The Linux console is most often used in server contexts. It does not have the same capabilities as the terminal emulators available in desktop environments. The console uses fonts in a special format (called PSF), and these can have either 256 or 512 glyphs. The 256 glyph fonts can have 16 colors, while the 512 glyph fonts are restricted to only 8 colors.
The Python Textual package is a Textual User Interface (TUI) library. It uses various Unicode drawing characters for scrollbars, button outlines and other controls. To look good you need these drawing characters, as well as enough letters, numbers and punctuation for the text you want to display.
Textual also needs enough colors to distinguish the controls and add highlights, and eight colors are not enough. This means you cannot use a 512 glyph font, and none of the standard font files supplied have all the drawing characters needed in a 256bglyph font. This font is a solution that contains the drawing characters needed, and enough letters, numbers and punctuation to be useful.
The file textual.psf is a 256 glyph PSF font for use in the Linux console.
It is a subset of Unifont.psf and carries the same license and copyright as the work it is derived from. See Unifoundry site for definitive details. As of Unifont version 13.0.04, the fonts are dual-licensed under the SIL Open Font License (OFL) version 1.1 and the GNU GPL 2+ with the GNU font embedding exception. The Unifoundry site contains a document that describes the copyright protections that protect Unifont, and by derivation, this work.

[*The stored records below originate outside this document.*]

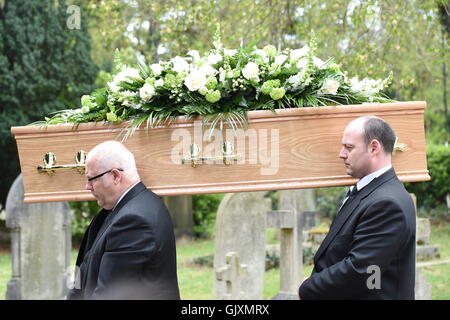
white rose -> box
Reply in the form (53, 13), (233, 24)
(114, 68), (142, 81)
(320, 79), (340, 94)
(155, 79), (164, 88)
(184, 70), (206, 91)
(297, 58), (308, 69)
(242, 62), (259, 81)
(139, 83), (156, 101)
(150, 63), (162, 76)
(171, 56), (189, 73)
(108, 68), (143, 93)
(254, 49), (269, 63)
(290, 45), (309, 63)
(275, 54), (288, 66)
(108, 81), (120, 93)
(208, 53), (222, 64)
(187, 50), (200, 62)
(313, 57), (325, 69)
(223, 49), (237, 57)
(199, 64), (218, 77)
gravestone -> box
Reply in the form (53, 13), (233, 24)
(162, 195), (194, 239)
(213, 192), (271, 300)
(416, 218), (440, 261)
(216, 252), (247, 300)
(267, 189), (316, 300)
(6, 175), (72, 300)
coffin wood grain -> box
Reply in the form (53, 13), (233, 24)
(11, 101), (430, 202)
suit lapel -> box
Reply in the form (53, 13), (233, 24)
(86, 182), (147, 252)
(314, 168), (396, 263)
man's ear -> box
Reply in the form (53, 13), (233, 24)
(369, 139), (383, 155)
(111, 169), (122, 183)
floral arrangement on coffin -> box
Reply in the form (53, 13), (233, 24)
(35, 36), (392, 136)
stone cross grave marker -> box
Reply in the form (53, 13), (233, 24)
(6, 175), (72, 300)
(216, 252), (247, 300)
(213, 192), (271, 300)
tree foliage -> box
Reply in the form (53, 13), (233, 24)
(83, 0), (450, 143)
(0, 0), (97, 202)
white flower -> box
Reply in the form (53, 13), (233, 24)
(275, 54), (288, 66)
(290, 45), (309, 63)
(313, 57), (325, 69)
(319, 79), (340, 94)
(186, 50), (200, 62)
(171, 56), (189, 73)
(79, 106), (89, 113)
(139, 83), (156, 101)
(297, 58), (308, 69)
(207, 53), (222, 65)
(242, 62), (259, 81)
(223, 49), (237, 57)
(199, 64), (218, 77)
(155, 79), (164, 88)
(350, 77), (383, 96)
(150, 63), (162, 76)
(254, 49), (269, 63)
(108, 68), (143, 93)
(184, 70), (206, 91)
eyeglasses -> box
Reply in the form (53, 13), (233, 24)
(87, 168), (123, 182)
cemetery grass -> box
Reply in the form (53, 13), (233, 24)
(0, 225), (450, 300)
(422, 218), (450, 300)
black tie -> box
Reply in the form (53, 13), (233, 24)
(345, 185), (358, 198)
(338, 185), (358, 212)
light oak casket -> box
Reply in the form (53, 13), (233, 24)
(11, 102), (430, 202)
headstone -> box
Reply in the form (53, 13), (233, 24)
(6, 175), (72, 300)
(216, 252), (247, 300)
(163, 195), (194, 238)
(414, 268), (431, 300)
(269, 189), (316, 300)
(411, 194), (441, 261)
(213, 192), (271, 300)
(416, 218), (431, 245)
(267, 210), (303, 300)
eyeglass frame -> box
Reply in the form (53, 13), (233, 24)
(87, 168), (123, 182)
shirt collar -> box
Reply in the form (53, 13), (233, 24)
(356, 164), (392, 190)
(111, 181), (140, 212)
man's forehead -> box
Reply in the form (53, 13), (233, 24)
(342, 126), (364, 144)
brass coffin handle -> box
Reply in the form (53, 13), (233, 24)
(181, 141), (241, 168)
(37, 150), (86, 175)
(394, 137), (408, 153)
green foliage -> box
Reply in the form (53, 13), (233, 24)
(0, 0), (97, 202)
(405, 145), (450, 214)
(192, 194), (225, 237)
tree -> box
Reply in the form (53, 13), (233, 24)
(0, 0), (97, 203)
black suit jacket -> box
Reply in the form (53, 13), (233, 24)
(67, 182), (180, 299)
(299, 169), (416, 299)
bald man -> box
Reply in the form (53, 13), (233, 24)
(299, 116), (416, 300)
(67, 141), (180, 299)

The subset has been chosen to improve the appearence of applications that use the Python Textual TUI package, but might be useful elsewhere. It has a full set of block drawing glyphs, and single and double line box drawing glyphs. Heavy line box drawing glyphs are mapped to the corresponding double line shape. It contains enough letter forms for at least some Western European languages, but not all, and certainly not for Central European, Cyrillic, Arabic or Asian languages.
The psf file was constructed using John Zaitseff's console-font-utils. The distributed Unifont.psf was converted to an editable .psftx file with the psf2psftx utility. The file was edited to produce the subset in textual.psftx, and converted back with psftx2psf.
This font is only relevant for the Linux VT console. It is no use in a GUI. To set it, use the setfont utility.
setfont textual.psfThis might be added to say .profile or similar start-up file.